Atlantic States is a member of the FHLB of Pittsburgh. Through its membership, Atlantic States has the ability to issue debt to the FHLB of Pittsburgh in exchange for cash advances. In August 2019, Atlantic States exchanged a variable-rate cash advance of $35.0 million that was due in March 2020 for a fixed-rate cash advance of $35.0 million that was outstanding at March 31, 2020. Atlantic States incurred a penalty of $176,000 related to the early termination of its previous cash advance.
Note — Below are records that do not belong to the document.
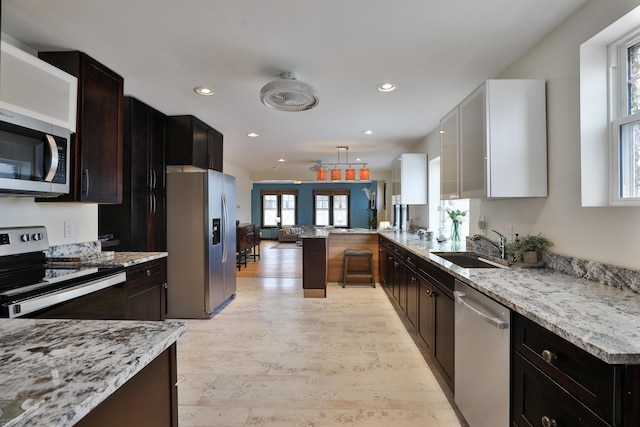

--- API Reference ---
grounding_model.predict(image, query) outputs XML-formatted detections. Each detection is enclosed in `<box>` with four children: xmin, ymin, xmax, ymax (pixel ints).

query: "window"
<box><xmin>260</xmin><ymin>190</ymin><xmax>298</xmax><ymax>227</ymax></box>
<box><xmin>580</xmin><ymin>7</ymin><xmax>640</xmax><ymax>206</ymax></box>
<box><xmin>313</xmin><ymin>190</ymin><xmax>349</xmax><ymax>227</ymax></box>
<box><xmin>609</xmin><ymin>33</ymin><xmax>640</xmax><ymax>204</ymax></box>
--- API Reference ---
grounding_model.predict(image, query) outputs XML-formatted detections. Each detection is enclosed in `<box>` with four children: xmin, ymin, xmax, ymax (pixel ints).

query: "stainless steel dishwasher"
<box><xmin>453</xmin><ymin>280</ymin><xmax>511</xmax><ymax>427</ymax></box>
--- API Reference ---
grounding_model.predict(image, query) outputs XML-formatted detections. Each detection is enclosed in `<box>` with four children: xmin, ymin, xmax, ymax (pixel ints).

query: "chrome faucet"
<box><xmin>471</xmin><ymin>230</ymin><xmax>507</xmax><ymax>259</ymax></box>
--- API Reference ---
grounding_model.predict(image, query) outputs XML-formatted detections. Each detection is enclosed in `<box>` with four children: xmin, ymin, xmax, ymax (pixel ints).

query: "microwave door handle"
<box><xmin>44</xmin><ymin>135</ymin><xmax>59</xmax><ymax>182</ymax></box>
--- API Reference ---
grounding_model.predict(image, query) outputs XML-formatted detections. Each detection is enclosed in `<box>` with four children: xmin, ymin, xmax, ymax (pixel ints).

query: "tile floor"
<box><xmin>178</xmin><ymin>277</ymin><xmax>462</xmax><ymax>427</ymax></box>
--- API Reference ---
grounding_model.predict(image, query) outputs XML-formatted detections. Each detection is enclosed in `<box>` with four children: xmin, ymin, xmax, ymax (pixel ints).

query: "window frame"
<box><xmin>608</xmin><ymin>27</ymin><xmax>640</xmax><ymax>206</ymax></box>
<box><xmin>313</xmin><ymin>189</ymin><xmax>351</xmax><ymax>228</ymax></box>
<box><xmin>260</xmin><ymin>189</ymin><xmax>299</xmax><ymax>229</ymax></box>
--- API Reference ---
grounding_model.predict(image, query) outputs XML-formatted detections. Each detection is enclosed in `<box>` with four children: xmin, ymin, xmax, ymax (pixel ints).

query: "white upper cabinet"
<box><xmin>391</xmin><ymin>153</ymin><xmax>427</xmax><ymax>205</ymax></box>
<box><xmin>440</xmin><ymin>107</ymin><xmax>460</xmax><ymax>200</ymax></box>
<box><xmin>441</xmin><ymin>80</ymin><xmax>547</xmax><ymax>199</ymax></box>
<box><xmin>0</xmin><ymin>40</ymin><xmax>78</xmax><ymax>132</ymax></box>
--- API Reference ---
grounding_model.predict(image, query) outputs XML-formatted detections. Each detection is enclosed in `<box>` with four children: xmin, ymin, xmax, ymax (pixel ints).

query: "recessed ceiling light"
<box><xmin>193</xmin><ymin>86</ymin><xmax>213</xmax><ymax>96</ymax></box>
<box><xmin>378</xmin><ymin>83</ymin><xmax>396</xmax><ymax>92</ymax></box>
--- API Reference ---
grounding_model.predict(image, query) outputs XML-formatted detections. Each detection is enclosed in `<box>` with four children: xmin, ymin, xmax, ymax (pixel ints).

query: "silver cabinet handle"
<box><xmin>84</xmin><ymin>169</ymin><xmax>89</xmax><ymax>195</ymax></box>
<box><xmin>44</xmin><ymin>135</ymin><xmax>59</xmax><ymax>182</ymax></box>
<box><xmin>542</xmin><ymin>350</ymin><xmax>558</xmax><ymax>363</ymax></box>
<box><xmin>453</xmin><ymin>291</ymin><xmax>509</xmax><ymax>329</ymax></box>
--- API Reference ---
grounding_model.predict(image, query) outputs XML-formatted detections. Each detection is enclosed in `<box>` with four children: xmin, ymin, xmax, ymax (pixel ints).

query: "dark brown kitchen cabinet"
<box><xmin>38</xmin><ymin>51</ymin><xmax>124</xmax><ymax>203</ymax></box>
<box><xmin>98</xmin><ymin>97</ymin><xmax>167</xmax><ymax>252</ymax></box>
<box><xmin>418</xmin><ymin>260</ymin><xmax>455</xmax><ymax>390</ymax></box>
<box><xmin>125</xmin><ymin>258</ymin><xmax>167</xmax><ymax>320</ymax></box>
<box><xmin>379</xmin><ymin>236</ymin><xmax>455</xmax><ymax>391</ymax></box>
<box><xmin>405</xmin><ymin>267</ymin><xmax>419</xmax><ymax>327</ymax></box>
<box><xmin>416</xmin><ymin>276</ymin><xmax>437</xmax><ymax>355</ymax></box>
<box><xmin>76</xmin><ymin>343</ymin><xmax>178</xmax><ymax>427</ymax></box>
<box><xmin>166</xmin><ymin>116</ymin><xmax>223</xmax><ymax>172</ymax></box>
<box><xmin>302</xmin><ymin>237</ymin><xmax>328</xmax><ymax>298</ymax></box>
<box><xmin>511</xmin><ymin>314</ymin><xmax>620</xmax><ymax>427</ymax></box>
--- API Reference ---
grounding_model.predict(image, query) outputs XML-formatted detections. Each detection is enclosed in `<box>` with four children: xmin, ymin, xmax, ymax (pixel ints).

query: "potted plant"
<box><xmin>508</xmin><ymin>233</ymin><xmax>553</xmax><ymax>264</ymax></box>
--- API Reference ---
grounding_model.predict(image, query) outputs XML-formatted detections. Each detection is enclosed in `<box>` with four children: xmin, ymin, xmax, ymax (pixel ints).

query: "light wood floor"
<box><xmin>236</xmin><ymin>240</ymin><xmax>302</xmax><ymax>278</ymax></box>
<box><xmin>178</xmin><ymin>241</ymin><xmax>462</xmax><ymax>427</ymax></box>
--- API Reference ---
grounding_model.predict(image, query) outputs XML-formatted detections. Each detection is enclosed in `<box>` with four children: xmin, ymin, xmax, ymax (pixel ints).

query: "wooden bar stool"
<box><xmin>342</xmin><ymin>249</ymin><xmax>376</xmax><ymax>288</ymax></box>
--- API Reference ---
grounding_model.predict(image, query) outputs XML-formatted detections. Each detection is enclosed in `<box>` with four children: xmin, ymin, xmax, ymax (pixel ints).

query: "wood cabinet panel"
<box><xmin>327</xmin><ymin>233</ymin><xmax>380</xmax><ymax>283</ymax></box>
<box><xmin>511</xmin><ymin>353</ymin><xmax>609</xmax><ymax>427</ymax></box>
<box><xmin>302</xmin><ymin>238</ymin><xmax>327</xmax><ymax>296</ymax></box>
<box><xmin>76</xmin><ymin>344</ymin><xmax>178</xmax><ymax>427</ymax></box>
<box><xmin>513</xmin><ymin>315</ymin><xmax>622</xmax><ymax>425</ymax></box>
<box><xmin>98</xmin><ymin>97</ymin><xmax>167</xmax><ymax>252</ymax></box>
<box><xmin>166</xmin><ymin>115</ymin><xmax>223</xmax><ymax>172</ymax></box>
<box><xmin>126</xmin><ymin>258</ymin><xmax>167</xmax><ymax>320</ymax></box>
<box><xmin>38</xmin><ymin>51</ymin><xmax>124</xmax><ymax>203</ymax></box>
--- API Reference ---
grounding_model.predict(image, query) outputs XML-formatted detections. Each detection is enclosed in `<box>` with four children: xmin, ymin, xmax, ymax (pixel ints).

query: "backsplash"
<box><xmin>466</xmin><ymin>238</ymin><xmax>640</xmax><ymax>293</ymax></box>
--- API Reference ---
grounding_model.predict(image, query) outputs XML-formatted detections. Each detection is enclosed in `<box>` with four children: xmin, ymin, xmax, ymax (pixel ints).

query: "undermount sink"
<box><xmin>432</xmin><ymin>252</ymin><xmax>507</xmax><ymax>268</ymax></box>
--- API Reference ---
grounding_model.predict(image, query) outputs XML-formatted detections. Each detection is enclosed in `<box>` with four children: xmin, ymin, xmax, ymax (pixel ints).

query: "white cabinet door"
<box><xmin>440</xmin><ymin>107</ymin><xmax>460</xmax><ymax>200</ymax></box>
<box><xmin>460</xmin><ymin>85</ymin><xmax>488</xmax><ymax>199</ymax></box>
<box><xmin>0</xmin><ymin>41</ymin><xmax>78</xmax><ymax>132</ymax></box>
<box><xmin>391</xmin><ymin>153</ymin><xmax>428</xmax><ymax>205</ymax></box>
<box><xmin>459</xmin><ymin>80</ymin><xmax>547</xmax><ymax>198</ymax></box>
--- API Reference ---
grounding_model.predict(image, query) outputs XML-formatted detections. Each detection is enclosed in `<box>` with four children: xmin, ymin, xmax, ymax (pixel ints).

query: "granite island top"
<box><xmin>380</xmin><ymin>231</ymin><xmax>640</xmax><ymax>365</ymax></box>
<box><xmin>0</xmin><ymin>319</ymin><xmax>186</xmax><ymax>427</ymax></box>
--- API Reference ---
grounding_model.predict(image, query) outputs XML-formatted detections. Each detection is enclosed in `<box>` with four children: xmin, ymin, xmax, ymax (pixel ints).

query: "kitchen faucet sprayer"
<box><xmin>471</xmin><ymin>230</ymin><xmax>507</xmax><ymax>259</ymax></box>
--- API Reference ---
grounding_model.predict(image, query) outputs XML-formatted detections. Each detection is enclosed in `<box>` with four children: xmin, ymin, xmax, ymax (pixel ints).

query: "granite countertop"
<box><xmin>49</xmin><ymin>251</ymin><xmax>167</xmax><ymax>268</ymax></box>
<box><xmin>0</xmin><ymin>319</ymin><xmax>186</xmax><ymax>427</ymax></box>
<box><xmin>380</xmin><ymin>231</ymin><xmax>640</xmax><ymax>364</ymax></box>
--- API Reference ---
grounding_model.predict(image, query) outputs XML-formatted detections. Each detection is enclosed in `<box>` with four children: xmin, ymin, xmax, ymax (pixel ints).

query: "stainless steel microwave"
<box><xmin>0</xmin><ymin>108</ymin><xmax>71</xmax><ymax>197</ymax></box>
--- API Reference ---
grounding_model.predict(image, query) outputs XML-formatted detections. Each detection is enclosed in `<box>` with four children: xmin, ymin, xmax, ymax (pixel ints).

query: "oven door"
<box><xmin>0</xmin><ymin>109</ymin><xmax>70</xmax><ymax>197</ymax></box>
<box><xmin>6</xmin><ymin>271</ymin><xmax>127</xmax><ymax>320</ymax></box>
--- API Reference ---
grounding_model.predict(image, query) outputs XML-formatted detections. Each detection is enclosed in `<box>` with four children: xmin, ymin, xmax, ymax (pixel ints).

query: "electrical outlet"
<box><xmin>64</xmin><ymin>221</ymin><xmax>76</xmax><ymax>239</ymax></box>
<box><xmin>478</xmin><ymin>215</ymin><xmax>487</xmax><ymax>230</ymax></box>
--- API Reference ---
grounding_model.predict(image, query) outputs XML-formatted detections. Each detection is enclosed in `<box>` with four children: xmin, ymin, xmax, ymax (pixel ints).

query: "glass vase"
<box><xmin>451</xmin><ymin>221</ymin><xmax>460</xmax><ymax>242</ymax></box>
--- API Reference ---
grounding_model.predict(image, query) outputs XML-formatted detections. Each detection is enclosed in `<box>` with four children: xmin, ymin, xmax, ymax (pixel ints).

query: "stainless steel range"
<box><xmin>0</xmin><ymin>226</ymin><xmax>126</xmax><ymax>319</ymax></box>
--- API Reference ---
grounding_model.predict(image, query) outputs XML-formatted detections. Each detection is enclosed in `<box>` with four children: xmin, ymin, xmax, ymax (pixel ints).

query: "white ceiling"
<box><xmin>2</xmin><ymin>0</ymin><xmax>586</xmax><ymax>180</ymax></box>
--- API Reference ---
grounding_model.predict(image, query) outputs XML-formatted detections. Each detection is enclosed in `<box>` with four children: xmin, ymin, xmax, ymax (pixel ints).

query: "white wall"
<box><xmin>0</xmin><ymin>197</ymin><xmax>98</xmax><ymax>246</ymax></box>
<box><xmin>222</xmin><ymin>162</ymin><xmax>253</xmax><ymax>227</ymax></box>
<box><xmin>471</xmin><ymin>0</ymin><xmax>640</xmax><ymax>269</ymax></box>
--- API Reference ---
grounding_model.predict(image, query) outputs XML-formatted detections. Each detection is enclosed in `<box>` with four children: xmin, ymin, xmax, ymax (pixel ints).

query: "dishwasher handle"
<box><xmin>453</xmin><ymin>291</ymin><xmax>509</xmax><ymax>329</ymax></box>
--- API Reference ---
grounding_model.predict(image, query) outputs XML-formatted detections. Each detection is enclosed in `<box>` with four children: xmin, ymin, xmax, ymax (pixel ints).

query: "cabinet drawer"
<box><xmin>513</xmin><ymin>315</ymin><xmax>622</xmax><ymax>425</ymax></box>
<box><xmin>126</xmin><ymin>258</ymin><xmax>167</xmax><ymax>288</ymax></box>
<box><xmin>512</xmin><ymin>353</ymin><xmax>609</xmax><ymax>427</ymax></box>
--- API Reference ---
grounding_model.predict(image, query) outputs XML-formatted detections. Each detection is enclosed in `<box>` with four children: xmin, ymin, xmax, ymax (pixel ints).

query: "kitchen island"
<box><xmin>0</xmin><ymin>319</ymin><xmax>186</xmax><ymax>427</ymax></box>
<box><xmin>301</xmin><ymin>228</ymin><xmax>379</xmax><ymax>298</ymax></box>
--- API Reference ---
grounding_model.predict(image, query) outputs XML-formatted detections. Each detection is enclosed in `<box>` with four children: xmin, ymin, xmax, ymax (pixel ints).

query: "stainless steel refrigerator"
<box><xmin>167</xmin><ymin>170</ymin><xmax>236</xmax><ymax>319</ymax></box>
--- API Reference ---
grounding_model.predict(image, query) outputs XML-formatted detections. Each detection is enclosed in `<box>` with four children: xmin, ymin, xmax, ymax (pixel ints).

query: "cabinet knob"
<box><xmin>542</xmin><ymin>350</ymin><xmax>558</xmax><ymax>363</ymax></box>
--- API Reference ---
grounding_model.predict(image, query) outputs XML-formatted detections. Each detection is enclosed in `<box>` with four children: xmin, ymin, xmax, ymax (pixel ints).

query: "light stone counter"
<box><xmin>0</xmin><ymin>319</ymin><xmax>186</xmax><ymax>427</ymax></box>
<box><xmin>380</xmin><ymin>231</ymin><xmax>640</xmax><ymax>364</ymax></box>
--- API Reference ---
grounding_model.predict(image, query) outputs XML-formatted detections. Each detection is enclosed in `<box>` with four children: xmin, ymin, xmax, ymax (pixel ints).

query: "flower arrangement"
<box><xmin>507</xmin><ymin>233</ymin><xmax>553</xmax><ymax>262</ymax></box>
<box><xmin>447</xmin><ymin>206</ymin><xmax>467</xmax><ymax>242</ymax></box>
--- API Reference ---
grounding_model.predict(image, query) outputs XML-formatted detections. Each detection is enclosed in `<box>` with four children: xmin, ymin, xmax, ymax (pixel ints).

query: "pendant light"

The new cash advance carries a fixed interest rate of 1.74% and is due in August 2024.
In March 2020, Atlantic States Insurance Company issued $50.0 million of debt to the FHLB
 
of Pittsburgh in exchange for a cash advance in the same amount that was outstanding at March 31, 2020. The debt carries a fixed interest rate of 0.83% and is due in March 2021. Atlantic States obtained this contingent liquidity funding in light of uncertainty surrounding the economic impact of the
COVID-19
pandemic. The table below presents the amount of FHLB of Pittsburgh stock Atlantic States purchased, collateral pledged and assets related to Atlantic States’ membership in the FHLB of Pittsburgh at March 31, 2020.
 
FHLB of Pittsburgh stock purchased and owned
  $3,639,200 
Collateral pledged, at par (carrying value $107,645,543)
   106,140,378 
Borrowing capacity currently available
   21,278,660 
Subordinated Debentures
Donegal Mutual holds a $5.0 million surplus note that MICO issued to increase MICO’s statutory surplus. The surplus note carries an interest rate of 5.00%, and any repayment of principal or payment of interest on the surplus note requires prior approval of the Michigan Department of Insurance and Financial Services.